Llegamos al teatro que había sido “verdosamente” cooptado por miles de sapos Pepes de todos los tamaños. El asombro de Lu, indescriptible.
Unos minutos de espera y el espectáculo comenzó. Semejante despliegue de música y colores hicieron espejo en la mirada de Lucio que, sin poder contenerse, pegó unos gritos y tomó su carita con sus manos (así como diciendo: no puede ser!!!. Esto es hermoso!!!).

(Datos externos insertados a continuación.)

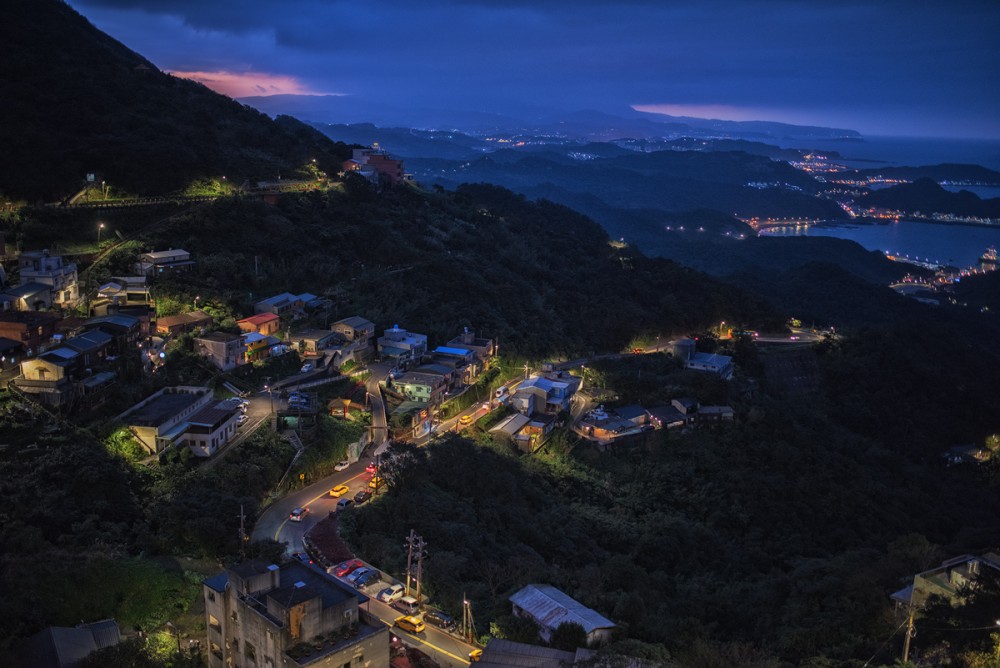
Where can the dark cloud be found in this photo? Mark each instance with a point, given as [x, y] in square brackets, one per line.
[851, 60]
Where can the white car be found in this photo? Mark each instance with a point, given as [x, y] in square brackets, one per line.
[391, 594]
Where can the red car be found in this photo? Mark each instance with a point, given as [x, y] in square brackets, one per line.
[348, 567]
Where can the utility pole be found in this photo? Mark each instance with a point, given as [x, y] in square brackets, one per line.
[421, 554]
[415, 545]
[243, 539]
[910, 632]
[468, 626]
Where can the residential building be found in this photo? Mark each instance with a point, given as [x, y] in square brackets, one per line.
[290, 616]
[31, 296]
[50, 270]
[484, 349]
[402, 347]
[32, 329]
[125, 330]
[355, 329]
[175, 325]
[389, 170]
[50, 378]
[551, 608]
[210, 428]
[173, 416]
[422, 387]
[549, 393]
[285, 305]
[161, 262]
[222, 349]
[126, 291]
[257, 346]
[67, 647]
[720, 365]
[10, 352]
[948, 580]
[666, 417]
[262, 323]
[314, 341]
[606, 426]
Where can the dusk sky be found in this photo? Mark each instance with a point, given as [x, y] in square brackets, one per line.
[896, 67]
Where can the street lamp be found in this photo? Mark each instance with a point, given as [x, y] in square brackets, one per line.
[176, 634]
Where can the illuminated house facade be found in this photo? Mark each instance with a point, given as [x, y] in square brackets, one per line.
[261, 615]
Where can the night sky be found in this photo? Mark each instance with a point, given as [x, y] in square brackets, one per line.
[896, 67]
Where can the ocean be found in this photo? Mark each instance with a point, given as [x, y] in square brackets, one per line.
[956, 245]
[907, 151]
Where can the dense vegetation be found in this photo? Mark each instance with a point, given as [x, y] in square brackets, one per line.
[78, 102]
[776, 540]
[541, 278]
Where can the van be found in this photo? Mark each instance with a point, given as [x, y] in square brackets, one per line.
[407, 605]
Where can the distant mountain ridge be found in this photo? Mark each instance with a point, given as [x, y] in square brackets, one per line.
[77, 101]
[579, 125]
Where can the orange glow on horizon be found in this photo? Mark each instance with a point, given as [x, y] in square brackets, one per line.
[247, 84]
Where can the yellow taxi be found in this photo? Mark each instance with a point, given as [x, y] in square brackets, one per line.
[408, 623]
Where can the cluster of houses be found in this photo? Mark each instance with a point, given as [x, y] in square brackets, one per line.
[607, 426]
[375, 165]
[422, 378]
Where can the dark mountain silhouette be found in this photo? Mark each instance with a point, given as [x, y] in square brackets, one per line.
[926, 196]
[76, 101]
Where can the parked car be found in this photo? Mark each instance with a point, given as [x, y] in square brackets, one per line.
[439, 619]
[301, 556]
[391, 593]
[346, 568]
[407, 605]
[367, 579]
[408, 623]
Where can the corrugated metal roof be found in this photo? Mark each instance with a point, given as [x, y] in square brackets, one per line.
[551, 608]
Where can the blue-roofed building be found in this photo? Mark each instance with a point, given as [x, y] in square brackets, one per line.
[66, 647]
[294, 615]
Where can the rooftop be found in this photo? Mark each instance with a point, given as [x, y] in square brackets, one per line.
[162, 408]
[551, 607]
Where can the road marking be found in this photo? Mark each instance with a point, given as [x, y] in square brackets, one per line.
[429, 644]
[321, 495]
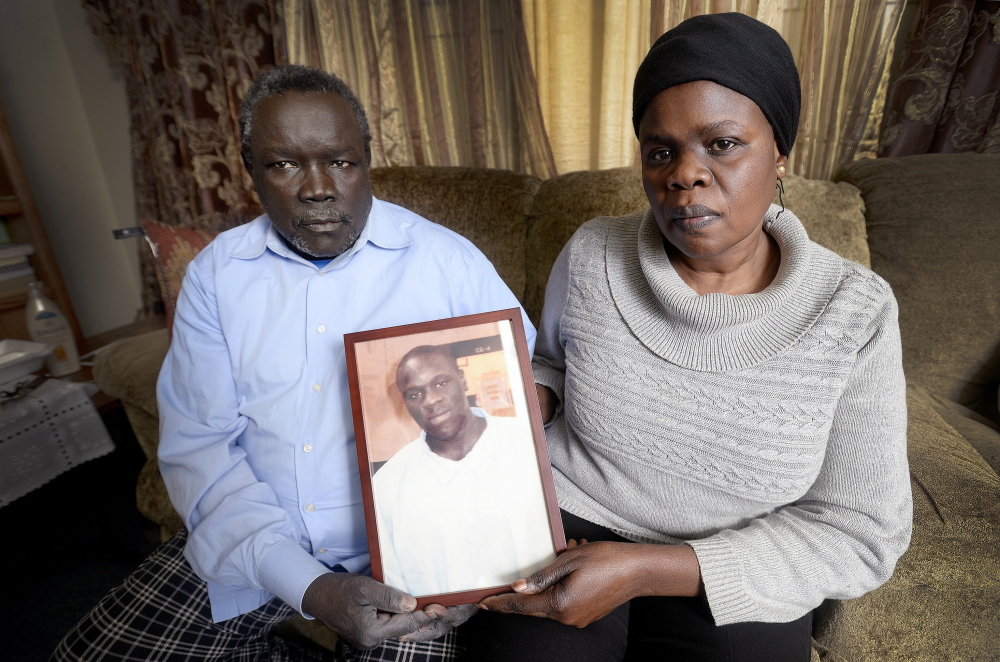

Y mamá babosa en ese momento se emociona y le caen unas lagrimitas. Y entonces mamá canta, canta, mientras él extiende un dedito emulando el micrófono de casa, para que mami cante y prolongue su melodía. De esta forma, juntos, vamos congelando la inocencia, la niñez que no se me pierde a su lado, ni la capacidad de asombro ante una manita que baila, se cierra, se esconde y vuelve a bailar.